The objective of this exercise is to propose a practical application to develop skills covering the areas of Linear and Logistic Regressions, as well as Random Forest and Decision Trees.
In the notebook, the different datasets used in the exercise are loaded.
There are three independent datasets:
- Dataset 1: used for sections 1, 2, and 3.
- Dataset 2: used for section 4 (logistic regression).
- Dataset 3: used for section 5 (decision tree).
- a) Identify the categorical variables and the continuous variables.
- b) Calculate the number of records and columns in the dataframe.
- c) Calculate the number of missing values in the dataframe.
- d) Using only the information calculated up to this point: Which variables could it make sense to calculate a linear regression on?
Using the matplotlib library:
- a) Create a histogram of the weight of the vehicles. What can you deduce from this histogram?

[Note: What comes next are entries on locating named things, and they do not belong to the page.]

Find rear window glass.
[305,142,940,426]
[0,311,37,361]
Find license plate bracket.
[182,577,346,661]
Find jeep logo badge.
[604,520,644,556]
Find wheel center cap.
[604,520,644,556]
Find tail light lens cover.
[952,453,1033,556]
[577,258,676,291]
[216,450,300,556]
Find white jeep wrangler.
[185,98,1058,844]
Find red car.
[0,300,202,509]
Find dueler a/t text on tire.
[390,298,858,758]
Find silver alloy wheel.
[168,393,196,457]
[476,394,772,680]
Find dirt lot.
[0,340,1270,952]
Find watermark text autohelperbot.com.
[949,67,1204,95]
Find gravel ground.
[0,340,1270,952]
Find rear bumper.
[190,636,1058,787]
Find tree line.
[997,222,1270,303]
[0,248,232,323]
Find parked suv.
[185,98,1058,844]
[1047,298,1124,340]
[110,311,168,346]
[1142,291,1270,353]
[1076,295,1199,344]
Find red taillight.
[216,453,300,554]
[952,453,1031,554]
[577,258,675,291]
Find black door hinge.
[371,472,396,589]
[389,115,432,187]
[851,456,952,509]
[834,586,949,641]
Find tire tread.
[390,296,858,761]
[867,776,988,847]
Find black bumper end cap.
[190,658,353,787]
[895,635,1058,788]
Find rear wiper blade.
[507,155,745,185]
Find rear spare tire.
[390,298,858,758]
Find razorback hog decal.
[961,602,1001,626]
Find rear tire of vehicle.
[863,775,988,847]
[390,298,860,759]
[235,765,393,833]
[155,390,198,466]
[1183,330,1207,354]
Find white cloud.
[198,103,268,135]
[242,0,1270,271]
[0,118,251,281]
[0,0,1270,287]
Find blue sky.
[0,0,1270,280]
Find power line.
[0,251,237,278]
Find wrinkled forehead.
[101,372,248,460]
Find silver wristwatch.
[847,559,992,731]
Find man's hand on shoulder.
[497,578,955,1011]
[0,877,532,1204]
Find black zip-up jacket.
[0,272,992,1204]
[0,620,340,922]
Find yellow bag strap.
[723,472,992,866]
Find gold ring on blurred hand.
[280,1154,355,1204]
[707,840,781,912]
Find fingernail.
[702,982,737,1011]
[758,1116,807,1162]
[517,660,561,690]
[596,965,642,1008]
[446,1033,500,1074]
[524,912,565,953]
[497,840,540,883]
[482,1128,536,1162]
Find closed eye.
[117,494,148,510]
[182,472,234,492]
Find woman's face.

- b) Create a scatter plot between the weight and horsepower variables. What do you deduce about the relationship between these two variables?
- c) Update the dataframe using the statement “df = df.dropna()”, eliminating the missing values. What is the resulting size of the dataframe?
Using the sklearn library:
- a) Take the horsepower variable as the target for linear regression. Split the dataframe into training and test sets.
- b) Perform a simple linear regression model using the weight of the vehicle as the predictor variable. Calculate the predictions of your test set and, through them, the R² of the model.
- c) Perform a multiple linear regression model using the weight of the vehicle and adding 'model_year', 'displacement', 'cylinders', 'acceleration' as the predictor variables. Calculate the predictions of your test set and, through them, the R² of the model.
You work at a real estate agency and are asked to create a model for potential homes to buy based on certain characteristics of a given dataframe. Using the scikit-learn library, and separating your dataframe into training and test sets, calculate a logistic regression model where, given a home with its longitude, latitude, median age of the area, total number of rooms, total number of bedrooms, population of the area, total number of households in the area, and median household income in the area, you can calculate whether it is feasible or not to buy it for the real estate agency. The feasibility is determined by the appraised price of the home: it must be less than 180,000 euros. For future records, this appraisal will not be available, and feasibility must be calculated based on all other characteristics. Calculate the Gini coefficient and plot the ROC curve for your model.
The dataset is already loaded in the notebook. You will need to create a decision tree regressor (sklearn.tree.DecisionTreeRegressor) and predict the result with input values of 180, 200, 250, and 290. Repeat this exercise with the tree parameter max_depth set to 1, 3, and 5. Explain the reason for the difference in the prediction in the notebook.